Beispiel: Ein Navigationssystem erkennt, dass es von einem Fußgänger zur Nachtzeit befragt wird und schlägt eine Route vor, die zu Fuß nachts auch als ausreichend sicher angesehen werden kann. Und wenn es eine solche Route beginnend von dem aktuellen Standort nicht gibt, dann empfiehlt es dringend zum Beispiel doch besser ein Taxi zu rufen.
Learning - Ein Service kann sein Verhalten aufgrund von Informationen verändern, um sich neuen Zusammenhängen anzupassen. Diese Fähigkeit ist abgestuft, von Anpassen über Verbessern bis hin zu Selbstverbessernd. Mit "Verbessern" ist gemeint, dass ein Service aufgrund früherer Ereignisse und Erfahrungen sein Verhalten anpassen kann. Der Nutzer kann eingreifen. Mit "Selbstverbessernd" ist gemeint, dass der Service mit Mitteln der Selbstoptimierung oder Selbstheilung komplexe Situation ohne Eingreifen des Nutzers meistern kann.

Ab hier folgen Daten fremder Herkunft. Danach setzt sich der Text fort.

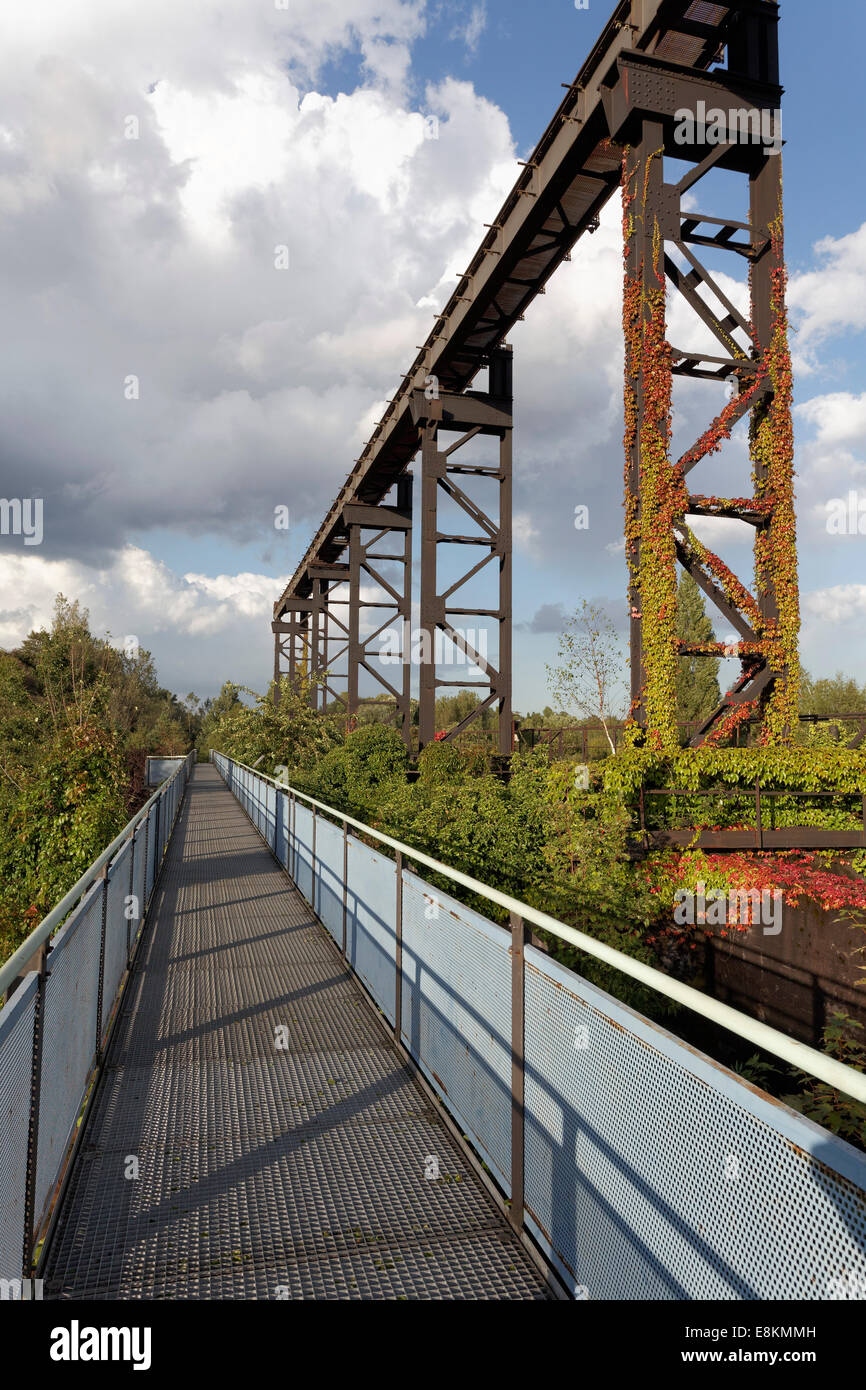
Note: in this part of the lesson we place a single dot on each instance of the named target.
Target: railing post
(157, 854)
(32, 1133)
(146, 862)
(102, 966)
(398, 950)
(129, 895)
(519, 940)
(346, 872)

Beispiel: Ein digitaler Assistent "lernt", dass sein Nutzer in 90 Prozent der Fälle aus den drei vorhandenen "Jörg" in seinem Adressbuch mit dem ersten telefoniert. Der Assistent wählt daraufhin standardmäßig die Telefonnummer des ersten Jörg.
Agency - Ein Service kann durch Interaktion mit anderen Services und proaktivem Verhalten die ihm gesteckten Ziele selbständig erreichen. Auch diese Fähigkeit ist abgestuft in cooperate, plan und execute. Ein Service auf der Stufe "cooperate" kann mit anderen Services kooperieren, um seine Ziele zu erreichen. "Plan" bedeutet, dass ein Service auf Basis von Informationen, die ihm über interne Schritte zur Verfügung stehen, sein Ziel innerhalb eines bestimmten Aktivitätenmusters erreichen kann - zum Beispiel in dem er mit anderen bekannten und zugelassenen Services interagiert. Auf der Stufe "execute" kann der Service auch mit anderen Services interagieren, die vorher noch nicht bekannt waren, die ihm aber helfen können, seine Ziele zu erreichen.

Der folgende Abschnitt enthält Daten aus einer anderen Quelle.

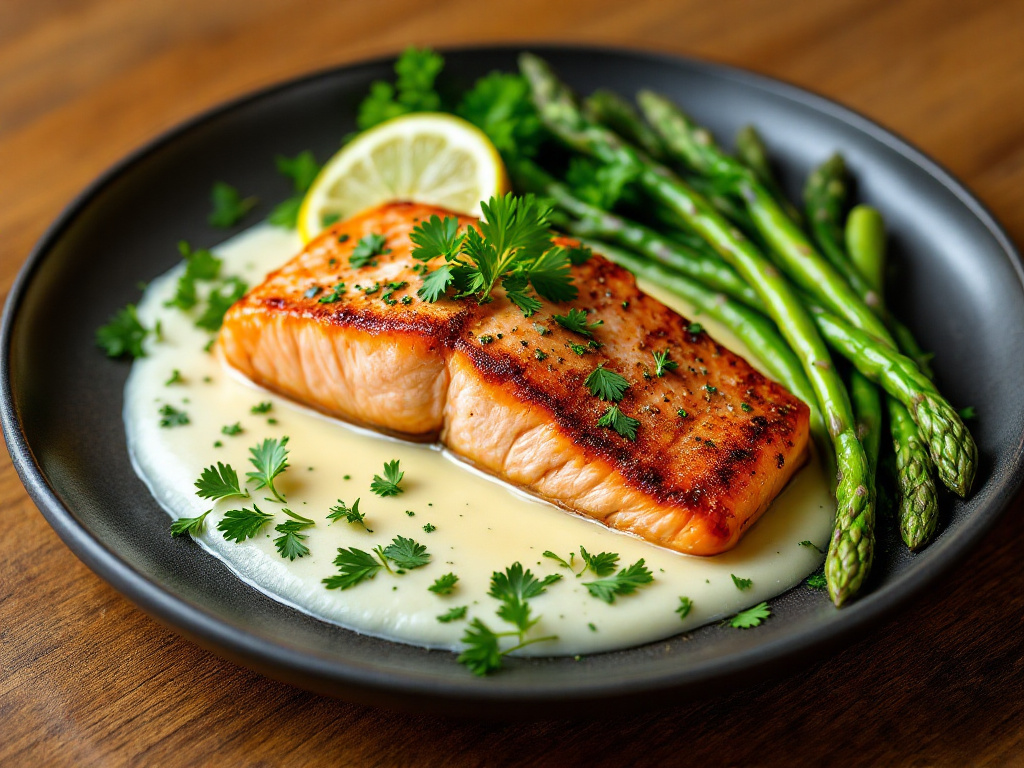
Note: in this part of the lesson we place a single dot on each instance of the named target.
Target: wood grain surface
(86, 679)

Beispiel: Ein Aktienhandels-Service interagiert mit anderen Services, die ihn zum Beispiel in kurzen Zeitintervallen über den aktuellen Wert von Börsenpapieren informieren. Der Handelsservice vergleicht die aktuellen Kurse, mit den Schwellenwerten, die ihm für sein Portfolio vorgegeben sind. Werden die Schwellenwerte erreicht, kauft oder verkauft der Service selbsttätig. Dabei kann es sein, dass ihm ein Schwellenwert für das gesamte Portfolio vorgegeben ist oder für einzelne Papiere oder er sogar auf wechselnde Schwellenwertvorgaben reagiert, die ihm von einem anderen Service aktuell zur Verfügung gestellt werden.